Об Асмик Вартановне я вспомнил неспроста. Удивительный это был человек. Закончила Ленинградскую консерваторию и поехала в Зорянск простой учительницей музыки. Семейная традиция. Отец ее, обрусевший армянин, пошел в свое время в народ, учительствовал в земской школе.
Арзуманова до сих пор ездила в Ленинград на концерты симфонической музыки, выписывала новейшую нотную литературу, грампластинки. По моему совету Жаров обратился к ней за помощью.
Старушка через несколько дней после того, как следователь доставил ей рукописные произведения, найденные у Митенковой, пригласила нас к себе домой.
В темной шали, накинутой на плечи (отопительный сезон еще не начался назло холодной осени), Асмик Вартановна напоминала маленькую, но очень решительную птичку.
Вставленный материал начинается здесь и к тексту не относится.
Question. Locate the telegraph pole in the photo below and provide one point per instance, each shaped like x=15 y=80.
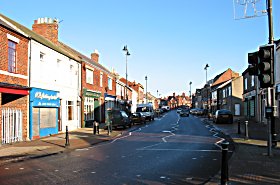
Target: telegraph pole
x=271 y=91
Она наугад взяла одну из папок и проиграла нам с листа на пианино небольшую пьеску. Мелодию и ритм я улавливал плохо. Но какой из меня знаток...
– Прелюд, – пояснила она. – А вот еще. Баркарола.
– Вариация на тему «казачка», – продолжала Асмик Вартановна. – Правда, неплохо?
– Угу, – кивнул следователь. Арзуманова взяла другую папку.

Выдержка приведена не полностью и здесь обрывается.